Army Mental Health
4:06 pm
Fri March 8, 2013

New Army Report Finds Trouble With Behavioral Health System

The Army has more than doubled its number of military and civilian behavioral health workers in the past five years. It’s an important step. But it may not be enough. A report out today examines how the Army evaluates soldiers for mental health issues; it finds the system is riddled with problems.

Issues with the behavioral health system came to light after it was revealed that hundreds of soldiers at Madigan Army Medical Center had their PTSD diagnoses reversed by a forensic psychiatry team.
Credit Madigan Army Medical Center PA

The report looked at nearly 150,000 case files dating back to 2001. The task force determined that the Army’s behavioral health system is hindered by confusing paperwork, inconsistent training and guidelines and incompatible data systems.
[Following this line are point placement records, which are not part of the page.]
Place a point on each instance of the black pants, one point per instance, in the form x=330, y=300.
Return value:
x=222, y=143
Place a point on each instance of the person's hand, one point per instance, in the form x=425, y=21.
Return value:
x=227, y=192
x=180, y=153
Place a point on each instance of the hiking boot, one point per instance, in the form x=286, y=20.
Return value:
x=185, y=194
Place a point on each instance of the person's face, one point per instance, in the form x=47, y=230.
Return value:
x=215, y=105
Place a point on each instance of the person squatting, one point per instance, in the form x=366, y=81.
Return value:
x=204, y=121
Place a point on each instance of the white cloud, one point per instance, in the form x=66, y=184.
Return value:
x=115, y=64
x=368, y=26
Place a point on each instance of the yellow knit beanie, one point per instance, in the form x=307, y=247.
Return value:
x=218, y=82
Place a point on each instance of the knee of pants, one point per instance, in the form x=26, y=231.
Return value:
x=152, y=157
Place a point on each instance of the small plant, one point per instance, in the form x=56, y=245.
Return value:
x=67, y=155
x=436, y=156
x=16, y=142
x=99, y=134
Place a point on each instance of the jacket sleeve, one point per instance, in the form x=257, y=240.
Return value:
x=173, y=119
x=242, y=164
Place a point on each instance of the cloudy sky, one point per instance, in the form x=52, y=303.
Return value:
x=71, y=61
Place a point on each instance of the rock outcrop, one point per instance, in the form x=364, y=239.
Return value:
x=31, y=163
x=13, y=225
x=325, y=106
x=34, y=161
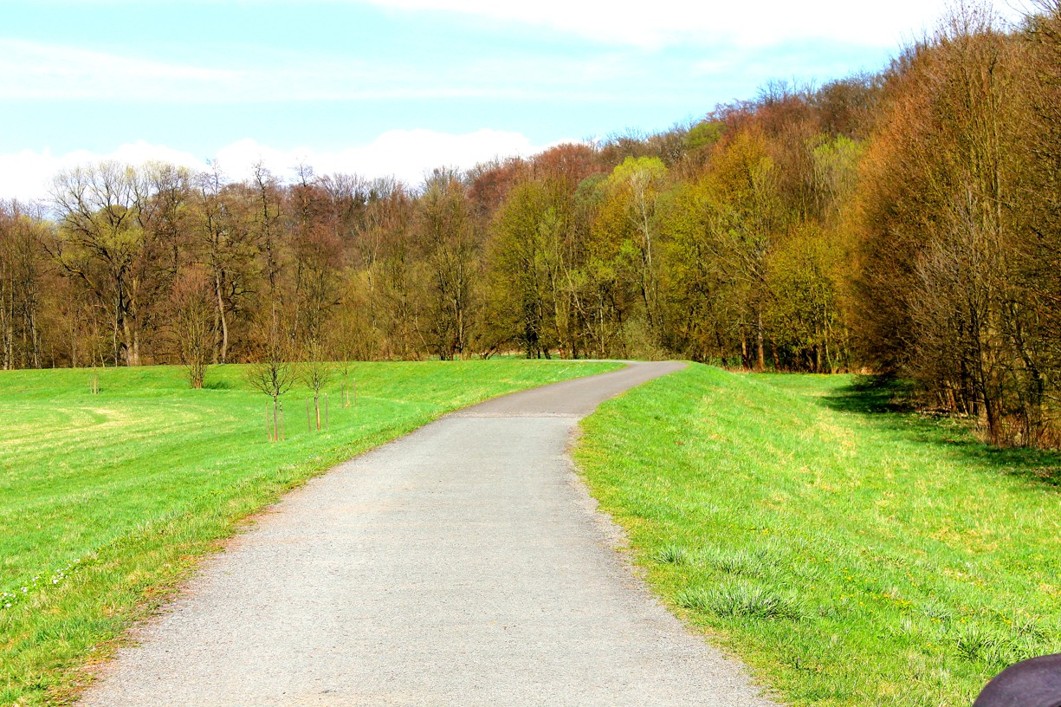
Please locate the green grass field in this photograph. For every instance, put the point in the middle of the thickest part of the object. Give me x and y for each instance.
(851, 553)
(108, 500)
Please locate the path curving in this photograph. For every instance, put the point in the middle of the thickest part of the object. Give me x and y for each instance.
(464, 564)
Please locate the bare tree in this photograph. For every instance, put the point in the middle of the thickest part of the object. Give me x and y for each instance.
(316, 374)
(273, 374)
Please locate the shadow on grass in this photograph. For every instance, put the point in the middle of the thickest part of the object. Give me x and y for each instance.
(887, 402)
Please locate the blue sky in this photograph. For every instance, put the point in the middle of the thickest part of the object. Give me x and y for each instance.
(395, 87)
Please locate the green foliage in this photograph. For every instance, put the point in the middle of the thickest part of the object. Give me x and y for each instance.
(851, 553)
(107, 501)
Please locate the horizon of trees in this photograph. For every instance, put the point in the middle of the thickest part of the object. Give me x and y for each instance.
(904, 223)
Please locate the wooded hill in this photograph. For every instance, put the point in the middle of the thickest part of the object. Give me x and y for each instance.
(905, 223)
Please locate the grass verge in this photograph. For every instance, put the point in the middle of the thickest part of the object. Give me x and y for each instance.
(850, 553)
(108, 501)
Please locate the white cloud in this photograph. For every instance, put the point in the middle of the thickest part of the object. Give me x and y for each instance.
(409, 155)
(33, 71)
(664, 22)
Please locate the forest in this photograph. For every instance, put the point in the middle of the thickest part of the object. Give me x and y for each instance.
(905, 223)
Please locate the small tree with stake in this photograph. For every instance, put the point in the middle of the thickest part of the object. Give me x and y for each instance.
(273, 375)
(316, 374)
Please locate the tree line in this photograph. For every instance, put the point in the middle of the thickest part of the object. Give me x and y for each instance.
(905, 223)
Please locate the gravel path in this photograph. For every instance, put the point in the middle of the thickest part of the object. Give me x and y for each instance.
(461, 565)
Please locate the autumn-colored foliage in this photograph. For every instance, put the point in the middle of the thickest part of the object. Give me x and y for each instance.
(905, 223)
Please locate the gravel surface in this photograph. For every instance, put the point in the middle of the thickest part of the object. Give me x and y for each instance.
(462, 565)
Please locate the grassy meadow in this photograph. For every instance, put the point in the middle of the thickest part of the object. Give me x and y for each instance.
(108, 500)
(851, 553)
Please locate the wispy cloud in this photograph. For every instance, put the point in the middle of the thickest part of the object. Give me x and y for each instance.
(407, 155)
(42, 71)
(664, 22)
The findings are significant. After a decade of war, soldier suicides outpace combat deaths.

The review came under pressure from Washington Senator Patty Murray. While Murray says she is pleased that the Army has vowed to take action on the findings, she says they’re not new. She’s disappointed it has taken more than a decade to get to this point.

“This is an issue that we have to absolutely stay on top of, that it’s not just checking boxes on a piece of paper, that it’s implemented," Murray says. "And I will let all the soldiers and families know that I’ve been working with that I’m going to stay on this, they deserve to be treated with dignity and respect after serving our country."

The issue came to light after it was revealed that hundreds of soldiers at Madigan Army Medical Center had their PTSD diagnoses reversed by a forensic psychiatry team.

In a news conference with reporters Army Surgeon General Lt. Col. Patricia Horoho said no other Army hospitals were using forensic psychiatry teams.

“Madigan continued to use the forensic psychiatrists in their medical evaluation process and we were not using that capability anywhere else and so that’s the variance that was seen there," Horoho says. "But there was no intentional malice nor was there wrongdoing that was seen by the way they were doing the evaluation at Madigan."

The reason they were using forensic psychiatry in this way is not clear.

The PTSD reversals in some cases would have reduced benefits for soldiers who were being medically retired. After the cases were reviewed at Walter Reed Medical Center about 150 of those PTSD diagnoses were reinstated.